Für mich sonnenklar: Weitergehen! Jeden Tag weitergehen. Am Morgen nicht wissen, was der Abend bringt. Und auch die Stunden dazwischen sind ungewiss. Mit dem eigenen Schneckenhaus am Rücken. Das Notwendigste ist mit dabei, für Verpflegung und ein warmes Bett sorgen die Unterkünfte. Diese Art des Reisens ist nicht immer federleicht. Regen, Wind, Verirren, Muskelschmerzen, Beinaheresignation, Wetterkapriolen, Überforderung und Erschöpfung – wir haben sie als Begleiter auf unserer Wanderung akzeptiert. Denn auch sie können Zutaten für eine lebensgewürzte Reise sein.
Wachstum hat in meinem Leben oft dann stattgefunden, wenn der Weg nicht von Zuckerstangen flankiert und in Honig einbalsamiert war.

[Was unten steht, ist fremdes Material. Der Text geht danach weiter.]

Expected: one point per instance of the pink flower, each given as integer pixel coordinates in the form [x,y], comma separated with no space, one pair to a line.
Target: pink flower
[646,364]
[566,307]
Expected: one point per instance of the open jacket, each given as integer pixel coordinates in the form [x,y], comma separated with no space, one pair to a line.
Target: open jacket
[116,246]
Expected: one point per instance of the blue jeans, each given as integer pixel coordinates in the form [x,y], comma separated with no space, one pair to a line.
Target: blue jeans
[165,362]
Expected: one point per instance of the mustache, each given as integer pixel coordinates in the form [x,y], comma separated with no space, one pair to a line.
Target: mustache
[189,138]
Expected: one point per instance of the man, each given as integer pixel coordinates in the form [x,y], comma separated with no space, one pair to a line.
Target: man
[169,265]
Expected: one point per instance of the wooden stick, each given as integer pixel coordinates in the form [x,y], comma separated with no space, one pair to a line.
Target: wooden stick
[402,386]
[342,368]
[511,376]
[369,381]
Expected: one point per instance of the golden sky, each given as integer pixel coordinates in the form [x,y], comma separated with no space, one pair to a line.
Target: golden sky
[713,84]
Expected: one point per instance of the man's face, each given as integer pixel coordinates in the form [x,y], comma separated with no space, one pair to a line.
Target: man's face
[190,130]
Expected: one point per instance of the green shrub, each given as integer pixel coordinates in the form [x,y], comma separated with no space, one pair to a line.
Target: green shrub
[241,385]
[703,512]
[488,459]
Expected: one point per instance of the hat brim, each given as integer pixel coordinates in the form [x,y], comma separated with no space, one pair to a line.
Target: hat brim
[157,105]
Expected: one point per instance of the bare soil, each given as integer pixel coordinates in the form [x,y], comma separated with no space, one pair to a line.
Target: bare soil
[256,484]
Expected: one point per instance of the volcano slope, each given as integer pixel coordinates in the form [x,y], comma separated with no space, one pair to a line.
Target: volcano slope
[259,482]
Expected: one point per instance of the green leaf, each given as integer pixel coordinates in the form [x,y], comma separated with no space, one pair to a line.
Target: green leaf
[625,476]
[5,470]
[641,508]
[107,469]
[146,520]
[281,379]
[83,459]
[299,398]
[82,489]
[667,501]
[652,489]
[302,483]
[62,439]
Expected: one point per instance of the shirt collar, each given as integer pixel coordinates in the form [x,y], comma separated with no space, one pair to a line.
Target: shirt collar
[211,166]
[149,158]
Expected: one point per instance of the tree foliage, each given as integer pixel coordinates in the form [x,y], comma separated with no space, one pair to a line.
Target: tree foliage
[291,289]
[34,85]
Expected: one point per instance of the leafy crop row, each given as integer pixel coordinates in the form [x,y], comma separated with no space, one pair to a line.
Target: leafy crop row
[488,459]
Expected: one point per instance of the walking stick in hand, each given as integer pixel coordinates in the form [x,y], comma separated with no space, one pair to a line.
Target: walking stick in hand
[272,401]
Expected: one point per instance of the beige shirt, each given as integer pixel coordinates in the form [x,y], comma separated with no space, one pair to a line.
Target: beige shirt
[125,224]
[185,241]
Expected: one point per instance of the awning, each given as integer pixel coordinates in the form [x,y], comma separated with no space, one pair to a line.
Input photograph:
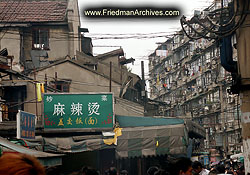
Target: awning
[47,159]
[152,141]
[128,121]
[71,145]
[195,130]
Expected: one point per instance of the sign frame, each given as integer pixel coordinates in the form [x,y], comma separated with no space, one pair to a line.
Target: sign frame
[19,127]
[78,128]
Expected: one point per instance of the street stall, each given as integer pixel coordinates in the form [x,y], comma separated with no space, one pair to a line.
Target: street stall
[47,159]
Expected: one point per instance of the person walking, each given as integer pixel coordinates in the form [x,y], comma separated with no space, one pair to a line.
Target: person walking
[20,164]
[199,169]
[182,166]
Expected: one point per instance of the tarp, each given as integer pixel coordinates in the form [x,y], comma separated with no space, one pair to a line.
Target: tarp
[47,159]
[152,141]
[69,145]
[131,121]
[195,129]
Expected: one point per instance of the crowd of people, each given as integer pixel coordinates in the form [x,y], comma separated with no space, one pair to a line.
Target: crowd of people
[22,164]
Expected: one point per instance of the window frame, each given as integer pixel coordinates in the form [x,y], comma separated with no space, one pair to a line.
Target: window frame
[39,30]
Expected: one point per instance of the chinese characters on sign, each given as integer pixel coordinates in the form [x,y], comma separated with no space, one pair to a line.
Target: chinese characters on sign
[25,125]
[78,110]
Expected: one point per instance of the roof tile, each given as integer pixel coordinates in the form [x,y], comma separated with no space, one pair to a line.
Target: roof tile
[32,11]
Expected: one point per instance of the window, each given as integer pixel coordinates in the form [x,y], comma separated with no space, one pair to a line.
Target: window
[40,39]
[61,86]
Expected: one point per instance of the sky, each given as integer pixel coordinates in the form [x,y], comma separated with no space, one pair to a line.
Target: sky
[134,31]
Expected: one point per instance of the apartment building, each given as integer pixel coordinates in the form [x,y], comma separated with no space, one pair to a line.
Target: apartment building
[188,76]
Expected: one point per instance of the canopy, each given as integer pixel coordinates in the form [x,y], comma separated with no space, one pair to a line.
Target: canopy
[152,141]
[73,145]
[131,121]
[47,159]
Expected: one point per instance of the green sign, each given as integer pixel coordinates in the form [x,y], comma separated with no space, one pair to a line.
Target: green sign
[78,110]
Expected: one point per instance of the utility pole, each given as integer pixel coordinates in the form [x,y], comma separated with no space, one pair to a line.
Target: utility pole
[110,76]
[143,92]
[223,122]
[243,52]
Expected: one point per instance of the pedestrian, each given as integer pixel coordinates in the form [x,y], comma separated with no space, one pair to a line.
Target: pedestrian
[199,169]
[88,171]
[20,164]
[112,171]
[152,170]
[124,172]
[181,166]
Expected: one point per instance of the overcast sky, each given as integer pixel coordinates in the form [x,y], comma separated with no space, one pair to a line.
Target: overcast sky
[137,46]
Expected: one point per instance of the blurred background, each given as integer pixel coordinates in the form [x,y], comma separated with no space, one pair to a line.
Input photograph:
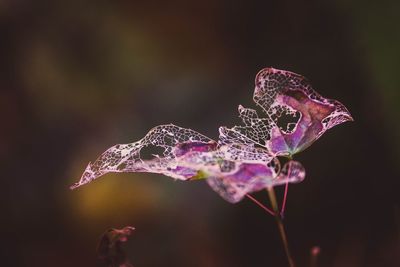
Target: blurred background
[79,76]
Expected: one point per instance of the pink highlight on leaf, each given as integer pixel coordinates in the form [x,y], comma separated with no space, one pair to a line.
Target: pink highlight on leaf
[296,115]
[244,159]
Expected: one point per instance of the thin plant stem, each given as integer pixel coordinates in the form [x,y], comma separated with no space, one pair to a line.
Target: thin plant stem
[314,256]
[278,219]
[284,199]
[260,205]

Ich denke zurück an das Etappenrennen quer durch Südafrika. 8 Tage am Mountainbike. Jeden Abend an einem anderen Ort in der eigens aufgebauten Zeltstadt erschöpftest vom Rad fallen. Der Knieschmerz unerträglich. Die aufgebrannte Haut wie glühendes Leder. Die Dornen vom Dickicht stecken noch in den Oberarmen. Die Schürfwunden wollen zu heilen beginnen. Und der Gedanke „Warum tu ich mir das an?“ hämmert permanent von innen an die Schädeldecke. Jeder Südsee-Urlaub in der Hängematte vor kitschigstem Türkisblau wäre günstiger gewesen.

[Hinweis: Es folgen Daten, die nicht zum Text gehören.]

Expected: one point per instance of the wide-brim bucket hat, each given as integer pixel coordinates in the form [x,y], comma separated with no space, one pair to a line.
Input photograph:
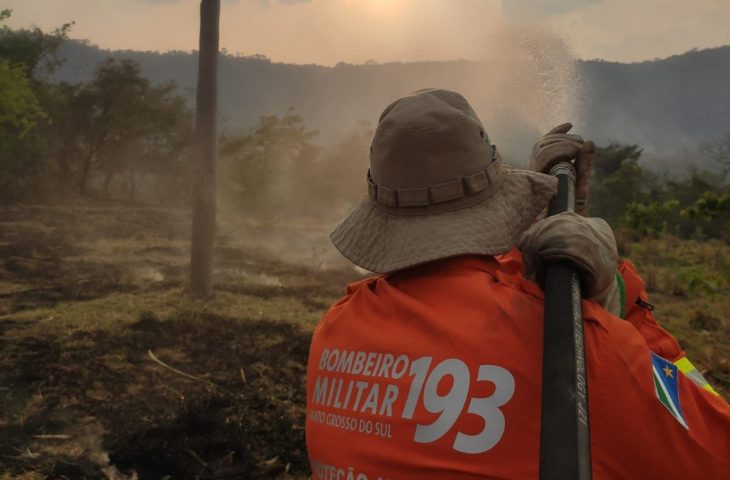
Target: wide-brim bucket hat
[437,188]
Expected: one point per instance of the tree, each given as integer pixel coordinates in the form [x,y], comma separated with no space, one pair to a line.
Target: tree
[617,181]
[720,152]
[205,153]
[270,165]
[119,123]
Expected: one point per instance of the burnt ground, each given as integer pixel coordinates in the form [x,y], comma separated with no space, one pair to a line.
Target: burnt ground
[109,370]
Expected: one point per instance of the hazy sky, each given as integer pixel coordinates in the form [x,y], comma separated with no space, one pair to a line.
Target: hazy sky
[328,31]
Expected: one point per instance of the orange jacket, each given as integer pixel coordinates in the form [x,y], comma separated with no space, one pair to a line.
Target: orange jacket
[434,373]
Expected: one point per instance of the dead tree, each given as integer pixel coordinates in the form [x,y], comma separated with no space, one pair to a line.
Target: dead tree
[206,152]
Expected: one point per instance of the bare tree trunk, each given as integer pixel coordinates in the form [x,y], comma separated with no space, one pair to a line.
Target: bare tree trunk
[205,153]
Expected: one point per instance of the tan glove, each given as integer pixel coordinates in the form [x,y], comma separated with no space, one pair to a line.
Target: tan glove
[587,243]
[559,146]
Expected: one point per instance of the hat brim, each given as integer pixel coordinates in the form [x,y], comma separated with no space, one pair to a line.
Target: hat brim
[384,242]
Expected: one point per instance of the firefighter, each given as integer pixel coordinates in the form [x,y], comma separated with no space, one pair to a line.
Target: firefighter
[431,370]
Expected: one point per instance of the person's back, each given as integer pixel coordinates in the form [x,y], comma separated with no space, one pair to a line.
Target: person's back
[435,373]
[433,370]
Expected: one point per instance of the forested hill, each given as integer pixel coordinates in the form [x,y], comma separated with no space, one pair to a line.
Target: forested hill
[669,107]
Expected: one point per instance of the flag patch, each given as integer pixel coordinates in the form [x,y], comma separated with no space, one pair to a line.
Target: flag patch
[666,386]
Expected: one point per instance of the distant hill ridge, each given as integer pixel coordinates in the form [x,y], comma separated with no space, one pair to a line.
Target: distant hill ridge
[669,106]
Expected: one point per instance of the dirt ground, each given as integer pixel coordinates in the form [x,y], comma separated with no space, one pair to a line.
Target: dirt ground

Doch der letzte Tag rechtfertigt alles und gibt den Strapatzen und dem Leiden einen Sinn. Das nähern der Ziellinie, die letzten Meter, das Überfahren des weißen Kalkstreifens im afrikanischen Steppensand – ein unvergesslicher Moment. So viel Freude und Erleichterung kann nicht im geschundenen Körper bleiben. Sie will raus. Wie Kindern spritzen uns die Tränen waagrecht aus den Augen als wir mit erhobenen Händen in die Zielarena einfahren. Erleichterung der Extraklasse. Entwicklung findet statt. Es hat sich ausgezahlt. Das Leiden hat ein Ende. Inneres Wachstum. Schmerz vergeht, Stolz bleibt!
Als Kind wanderten meine Eltern mit uns oft quer durch die Karnischen Alpen. Beim Blick von den kleinen Holzbrücken auf die Gebirgsbäche unter uns galt meine ganze Bewunderung stets den mutigen Forellen. Nicht am Rande des Baches im ruhigen Gewässer verharrten sie. Nein, mit anmutigen Haifisch-Bewegungen blieben sie in der Mitte des Baches und widersetzten sich mit viel Aufwand der Strömung. Am Rand des Gewässers im ruhigen Wasser wäre es angenehmer, gemütlicher gewesen. Doch vielleicht geht es uns Reisenden wie den Bachforellen. Ziehen auch wir aus der Bewegung, aus der Reibung, aus dem Widerstand prickelnde Lebensenergie?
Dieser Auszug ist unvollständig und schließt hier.